Modern düşünceyi kapsayan ve ilimden felsefeye, psikolojiye ve hatta dinin bazı yönlerine kadar uzanan bu düşünce faaliyeti tarzları, modern düşünceye İslami bir cevabın verilmesinden önce üzerinde durulması ve fark edilmesi gereken bazı ortak özelliklere sahiptir. Modern düşüncenin belki de en önemli özelliği onun antropomorfik karakteridir. İnsandan başka bütün ilkeleri reddeden bir düşünce şekli antropomorfik değil de nedir? Elbette şimdi buna, modern ilmin kesinlikle antropomorfik olmadığı, ancak modernlik öncesi ilimlerin insan merkezli kabul edilmesi gerektiği şeklinde bir itiraz gelebilir. Fakat görünüşe rağmen, bu konunun epistemolojik faktörü açıklandığında bu itirazın hayal mahsulü olduğu kolayca anlaşılabilir. Modern bilimin insanın ruh, akıl ve hatta psişe olarak hiçbir yerinin olmadığı bir evreni tahayyül ettiği ve bu yüzden evreni ‘gayri insani’ ve insani düzleme ait olmayan bir şekilde gördüğü doğrudur.

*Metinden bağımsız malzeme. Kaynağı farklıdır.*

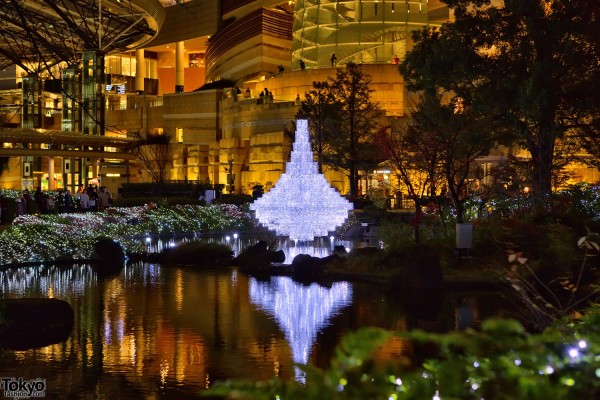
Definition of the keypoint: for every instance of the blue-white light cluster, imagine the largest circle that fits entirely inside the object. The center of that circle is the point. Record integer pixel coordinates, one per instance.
(300, 310)
(302, 205)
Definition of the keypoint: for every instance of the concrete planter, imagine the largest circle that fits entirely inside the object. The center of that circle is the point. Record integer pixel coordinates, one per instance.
(464, 236)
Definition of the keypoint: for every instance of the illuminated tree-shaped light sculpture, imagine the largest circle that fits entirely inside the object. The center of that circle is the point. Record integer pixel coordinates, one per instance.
(302, 205)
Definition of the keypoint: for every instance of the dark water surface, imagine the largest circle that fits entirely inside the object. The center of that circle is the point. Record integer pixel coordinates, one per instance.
(157, 332)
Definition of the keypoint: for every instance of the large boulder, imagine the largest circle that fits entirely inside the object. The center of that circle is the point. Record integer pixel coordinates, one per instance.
(307, 268)
(259, 259)
(31, 323)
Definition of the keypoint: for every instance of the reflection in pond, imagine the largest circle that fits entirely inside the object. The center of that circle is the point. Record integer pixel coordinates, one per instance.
(318, 247)
(300, 310)
(166, 333)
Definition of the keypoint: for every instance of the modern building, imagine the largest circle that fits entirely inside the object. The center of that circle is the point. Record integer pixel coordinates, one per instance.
(140, 69)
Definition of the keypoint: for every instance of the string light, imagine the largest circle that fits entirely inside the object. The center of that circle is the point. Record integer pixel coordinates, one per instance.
(302, 204)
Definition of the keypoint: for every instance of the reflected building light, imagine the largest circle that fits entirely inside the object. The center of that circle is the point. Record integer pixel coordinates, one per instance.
(301, 311)
(302, 205)
(179, 291)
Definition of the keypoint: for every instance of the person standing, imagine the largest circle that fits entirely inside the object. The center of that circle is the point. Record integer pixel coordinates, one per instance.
(104, 198)
(40, 200)
(84, 201)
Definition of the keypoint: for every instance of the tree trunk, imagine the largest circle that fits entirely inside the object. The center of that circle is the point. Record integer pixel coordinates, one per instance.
(542, 153)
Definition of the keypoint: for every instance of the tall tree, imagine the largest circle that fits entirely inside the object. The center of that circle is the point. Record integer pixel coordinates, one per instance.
(416, 161)
(153, 151)
(350, 145)
(534, 65)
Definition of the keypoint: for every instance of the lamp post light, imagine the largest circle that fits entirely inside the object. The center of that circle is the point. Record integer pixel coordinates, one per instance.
(230, 176)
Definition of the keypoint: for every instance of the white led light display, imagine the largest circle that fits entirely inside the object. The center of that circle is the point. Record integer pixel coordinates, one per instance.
(302, 205)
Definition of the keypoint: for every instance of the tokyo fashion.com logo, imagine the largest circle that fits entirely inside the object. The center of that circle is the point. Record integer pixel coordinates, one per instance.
(20, 388)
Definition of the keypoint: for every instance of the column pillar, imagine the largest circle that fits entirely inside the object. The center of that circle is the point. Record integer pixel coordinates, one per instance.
(179, 66)
(51, 173)
(140, 71)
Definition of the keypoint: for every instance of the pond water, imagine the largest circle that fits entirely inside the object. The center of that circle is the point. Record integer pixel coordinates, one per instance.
(157, 332)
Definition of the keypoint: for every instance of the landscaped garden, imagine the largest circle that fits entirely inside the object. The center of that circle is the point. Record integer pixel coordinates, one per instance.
(546, 260)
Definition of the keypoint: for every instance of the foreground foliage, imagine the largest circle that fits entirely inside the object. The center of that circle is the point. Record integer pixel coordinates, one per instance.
(500, 362)
(72, 236)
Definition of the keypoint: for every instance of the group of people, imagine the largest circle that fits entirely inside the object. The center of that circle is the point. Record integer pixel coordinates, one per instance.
(94, 198)
(86, 199)
(265, 96)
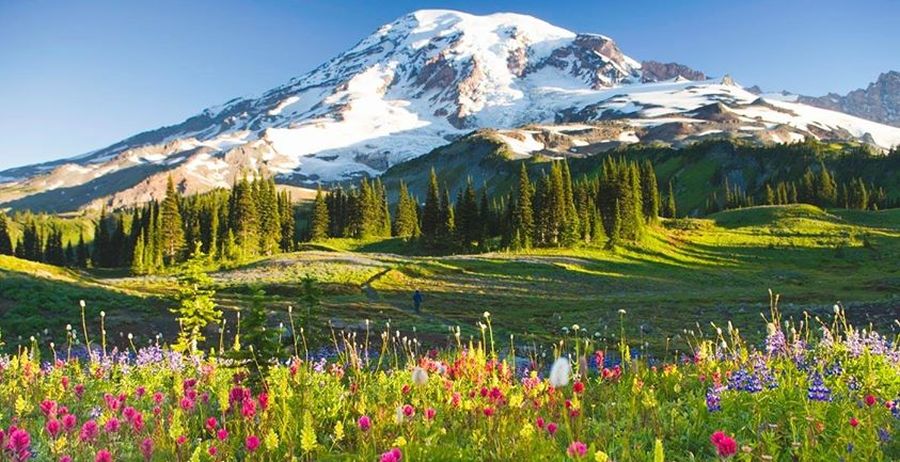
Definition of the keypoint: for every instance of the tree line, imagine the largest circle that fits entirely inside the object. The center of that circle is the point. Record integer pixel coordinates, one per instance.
(553, 211)
(820, 188)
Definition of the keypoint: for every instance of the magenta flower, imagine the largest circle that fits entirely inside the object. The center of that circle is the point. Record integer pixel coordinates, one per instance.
(103, 456)
(365, 423)
(112, 425)
(147, 448)
(252, 443)
(577, 449)
(69, 422)
(394, 455)
(89, 431)
(53, 427)
(551, 428)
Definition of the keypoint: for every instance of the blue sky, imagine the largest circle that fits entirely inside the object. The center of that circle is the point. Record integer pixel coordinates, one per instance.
(78, 75)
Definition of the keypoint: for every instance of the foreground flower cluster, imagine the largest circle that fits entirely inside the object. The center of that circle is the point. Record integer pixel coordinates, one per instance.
(825, 393)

Ancak modern insan, insan gerçeğini evrenin genel yapısından soyutlayan bir bilim oluşturmasına rağmen, bu bilimi belirleyen bilgi araçları ve kriterleri sadece ve sadece insandır. Modern bilimi belirleyen insan aklı ve duyularıdır. İnsanın aklına, en uzak galaksilerin bilgisi bile doldurulmuştur. İnsanın soyutlandığı bu bilimsel dünyanın, bilimin ne olduğunu belirleyen şeyin bilginin öznelliği olduğu göz önünde tutulduğunda anatropomorfik bir nitelik taşıdığı açığa çıkmaktadır.
Öte yandan, geleneksel ilimler derin bir biçimde, antropomorfik tabiatlı değildirler, yani bilginin yeri ve kabı insan aklı değil, en üst düzlemdeki İlahi İlm’dir. Gerçek ilim yalnızca insan aklına değil, gerçekliğin insan üstü düzeyine sahip, fakat insan aklını aydınlatan İlme dayanır. Orta çağ kozmologları insanı her şeyin merkezine oturturken, bunu Rönesans Hümanizmi gibi dünyevi ve fani insanın her şeyin ölçüsü olduğu fikriyle değil, insanların kainatı, en düşük basamağı insan tarafından doldurulan ve insanın yükselmesi gereken bir makamlar hiyerarşisi olarak görmesini sağlamak için yapmışlardır. Bir kişi ancak bulunduğu yerden itibaren bir yolculuğa başlayabilir, başka bir yerden değil.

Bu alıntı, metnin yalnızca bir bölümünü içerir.